Some did not get the memo. Appearing across campus have been signs and posters labeled “Helpful Hints for Men” in regards to sexual assault and rape. Such useful and effective anecdotes include “Don’t rape people” or “If you cannot stop yourself from raping people, ask a friend to stay with you in public.” At a time when the mission of effective organizations like SAHC is to promote the seriousness of a serious issue, such frivolity is counterproductive and even irresponsible.

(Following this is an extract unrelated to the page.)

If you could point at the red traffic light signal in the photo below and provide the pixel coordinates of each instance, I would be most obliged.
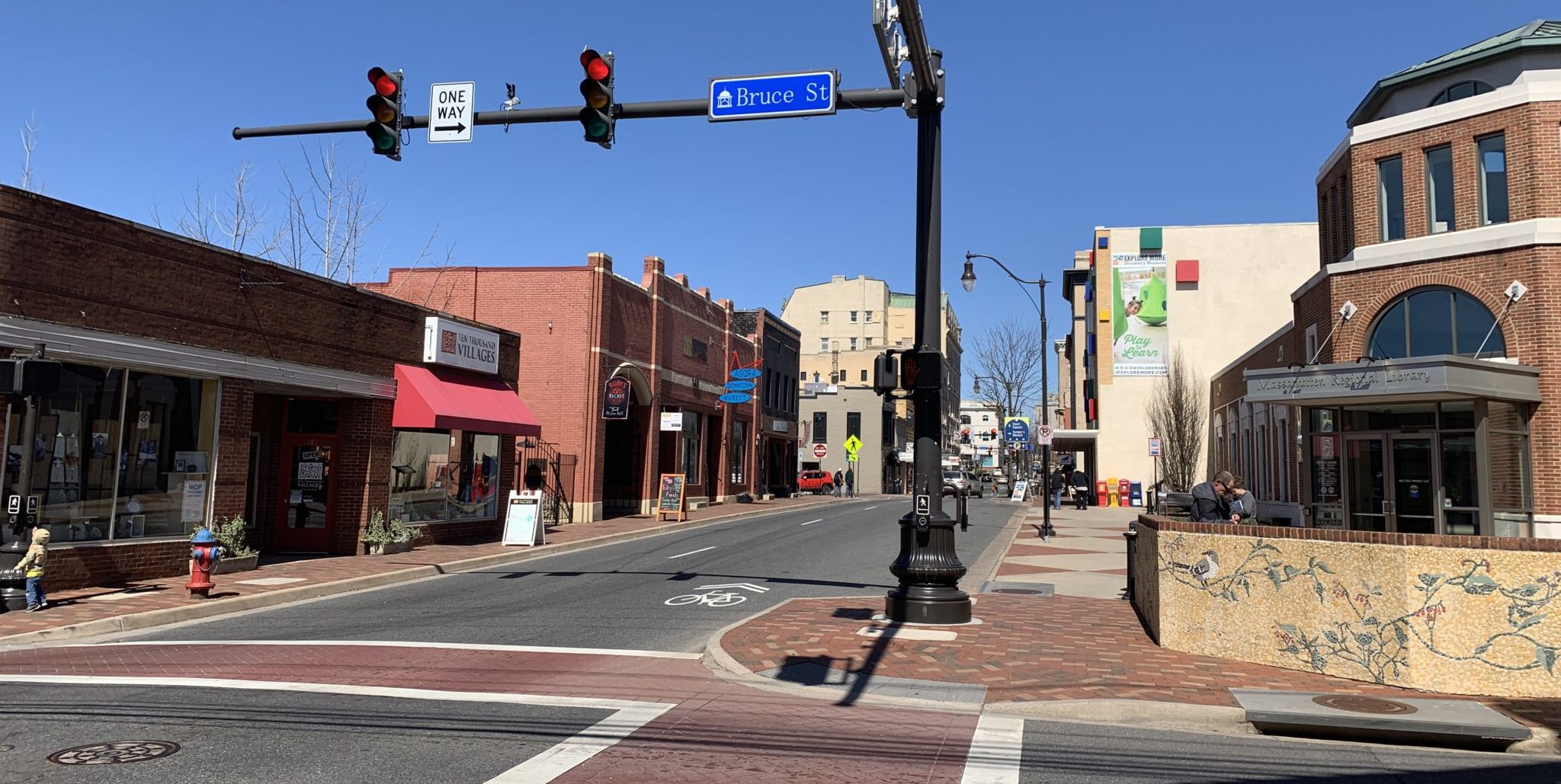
(386, 107)
(597, 117)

While the signs were not the works of the committee, Feffer was supportive of them, commenting in an e-mail, “The ones I’ve come across appear to me to be part of an effort to provoke students to think about the issue and to discuss it among themselves. I don’t think that’s such a bad thing.”

It should not come as a surprise that, like so many other issues, Feffer and I respectfully disagree on this. People are talking about the signs—but not about the awareness it brings to sexual assault crimes on campus. Rather, the conversation has been one of harsh criticism directed at an individual or group that makes a poor attempt at poking fun at a grave issue.

And why is this directed at all men? Are all men now to be viewed as potential rapists? According to this effort, the answer is yes. The maneuver is blatantly and unequivocally sexist. While women have a much larger risk of being raped, as may be assumed, 3 percent of college men have also been victims. In fact, 4 percent of current male college students across the nation have answered “yes” to the question: “In your lifetime have you been forced to submit to sexual intercourse against your will?”

Furthermore, Union  makes it very clear in its Sexual Assault Policy that “both men and women can be perpetrators” and victims. If this effort is a serious attempt at bringing awareness to the issue of rape and assault, then why isolate four percent of the victim base?

These efforts attacking the male population, instead of rooting out the real problem, are not new.

Dr. Christina Hoff Sommers of the American Enterprise Institute has continually advocated for “equity feminism”—that is, equal treatment without regard to gender—instead of feminism “hijacked by gender war eccentrics.”

Sommer’s equity feminism promotes good will and mutual respect between the sexes.

In a 2008 lecture at our neighboring Hamilton College, Sommers criticized the very nascent acts that we see on our own campus today, stating, “Most men are not brutes. They are not oppressors. Yes, there are some contemptible Neanderthals among us, and I have no sympathy for them whatsoever. But to confuse them with the ethical majority of men is blatantly sexist.”

These flyers across campus are but a small part of the problem. They represent an erroneous discourse and a distraction from a real conversation. It not only turns, as Sommers would state, “the worst case example of pathological masculinity and treat it as the norm,” but a serious dialogue into nothing more than triviality. Union can do better. In fact, there are many on this campus who are. Tonight in the Nott is the annual “Take Back the Night” gathering, a very serious attempt at change: real stories and real solutions.

I encourage all to be there so we can turn this destructive amusement into constructive action.